Féministe convaincue, Jacinda Ardern donne naissance en juin 2018 à une fille dont elle dévoile le minois sur Instagram. La dirigeante ultra-connectée devient ainsi la deuxième cheffe de gouvernement au monde à avoir un enfant durant son mandat.
Voir cette publication sur InstagramPremière ministre et maman? Rien d’incompatible pour Jacinda Ardern dont le mari, ex-animateur, s’est reconverti en père au foyer. Aux journalistes qui, durant la campagne pour les législatives de 2017, ne cessent de l’interroger sur ses projets d’enfant, la candidate refuse de répondre.

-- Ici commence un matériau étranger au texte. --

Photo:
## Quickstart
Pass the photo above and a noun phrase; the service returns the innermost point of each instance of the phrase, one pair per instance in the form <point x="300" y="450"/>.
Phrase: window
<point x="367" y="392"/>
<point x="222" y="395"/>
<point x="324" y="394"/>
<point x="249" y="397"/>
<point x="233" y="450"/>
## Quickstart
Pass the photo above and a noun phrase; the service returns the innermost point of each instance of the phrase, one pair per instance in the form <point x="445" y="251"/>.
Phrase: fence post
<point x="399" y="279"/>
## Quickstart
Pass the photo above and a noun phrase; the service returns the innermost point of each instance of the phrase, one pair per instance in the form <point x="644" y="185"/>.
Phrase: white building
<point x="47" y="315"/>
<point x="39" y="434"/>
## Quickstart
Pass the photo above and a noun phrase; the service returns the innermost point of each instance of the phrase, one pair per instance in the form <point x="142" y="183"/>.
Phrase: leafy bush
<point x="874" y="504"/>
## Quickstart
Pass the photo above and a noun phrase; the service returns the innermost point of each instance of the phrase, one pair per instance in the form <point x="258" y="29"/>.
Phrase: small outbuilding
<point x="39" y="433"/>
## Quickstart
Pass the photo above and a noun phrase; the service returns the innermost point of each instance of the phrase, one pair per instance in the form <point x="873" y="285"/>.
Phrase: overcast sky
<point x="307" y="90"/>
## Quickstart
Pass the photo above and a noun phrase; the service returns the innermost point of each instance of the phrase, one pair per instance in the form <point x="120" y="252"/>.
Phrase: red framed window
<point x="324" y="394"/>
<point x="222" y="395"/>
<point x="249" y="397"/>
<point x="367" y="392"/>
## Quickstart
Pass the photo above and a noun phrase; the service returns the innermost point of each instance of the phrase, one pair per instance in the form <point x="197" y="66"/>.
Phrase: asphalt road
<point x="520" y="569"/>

Puis s’agace sur le plateau d’un talk-show. "Il est totalement inacceptable que les femmes soient obligées de répondre à cette question. Il leur appartient de décider quand elles veulent avoir des enfants. Cela ne doit pas avoir d’influence sur le fait de décrocher ou non un emploi".
Un symbole du progressisme de centre gauche
De retour sur la scène publique après un congé maternité de six semaines, elle fait le bonheur des photographes en apparaissant à l’ONU avec son bébé. Jacinda Ardern "montre que personne n’est mieux qualifié pour représenter son pays qu’une mère qui travaille, assure auprès de Reuters Stéphane Dujarric, porte-parole du secrétaire général des Nations unies. Seulement 5 % des dirigeants du monde sont des femmes, nous devons donc les accueillir le plus possible ici". Capable de concilier sa maternité avec les plus hautes responsabilités, la jeune mère devient un symbole du progressisme de centre gauche.

Mais l’égalité des sexes n’est pas son unique cheval de bataille. La pauvreté et les fractures sociales seront au cœur de son second mandat. Tout comme la protection de l’environnement sur laquelle elle est accusée de ne pas avoir tenu ses promesses. Sans oublier la reprise économique du pays, menacée par un rebond de l’épidémie. Autant de défis face auxquels Jacinda Ardern devra se montrer à la hauteur.